Linking at: WLW and WW

Better Than a Magazine: Sight

Everybody has seen them, the articles claiming to have the 5 secrets to drive your mate wild, or seven kinky ideas to change your sex life.  Truthfully, they don’t ever pique our interest because we are not convinced they are going to tell us anything we don’t already know or that we couldn’t come up with by using a little creativity.  Therefore, we are going to let you in on one of the secrets to great sex.  It is something you have known for years.  You ready?  Use your 5 senses.

Seems simple enough but for some reason taking time to think through how to engage all your senses in love making can produce some heart pounding results.

Before we continue, we’d like to let you know that men and women will respond differently with their senses.  For example, women may not find “sight” very helpful during lovemaking, while men may respond better to what they see.  Knowing how to respond appropriately to your mate’s 5 senses is key.  With that said, here are a few pointers to ensure you’re using the sense of sight effectively.

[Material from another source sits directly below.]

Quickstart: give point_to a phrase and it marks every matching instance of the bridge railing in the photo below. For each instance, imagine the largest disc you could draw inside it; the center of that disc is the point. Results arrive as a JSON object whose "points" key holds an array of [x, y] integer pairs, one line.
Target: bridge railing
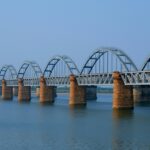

Clothing: It’s true that most married couples just want to “get to it”.  Foreplay isn’t frequent and some lengthy research has found that the typical sexual experience for couples lasts anywhere from 3-13 minutes.  But this doesn’t always have to be the case.  And our advice for women on this subject is to occasionally wear something sexy.  This will help you to stay mentally focused throughout the day (you know you can’t wait to show it to him) and just the sight of you wearing something he wasn’t expecting will help him go from 0-70 mph in seconds.  Be honest, you spend lots of money on eating out, movies, and other things throughout the year.  You owe it to your marriage to spend some cash on a couple of sexy outfits a year.  Men you can find out what “look” turns your wife on so you can wear (or not wear) to her liking.

Lighting: This is one area of the sexual experience that’s extremely important.  Lights on?  Lights off?  Dim light?  How dim?  One of you may have one preference while the other may have a completely different one.  Therefore you ought to take turns with your preference, or find a middle ground you both agree on.

Clutter:  Does your bedroom have dirty laundry lying around, or other stuff that should be placed somewhere else?  Remove all unnecessary clutter and distractions from your bedroom and make it an environment that looks appealing for sex.  Staying mentally focused and keeping our eyes right where they should be is a definite plus.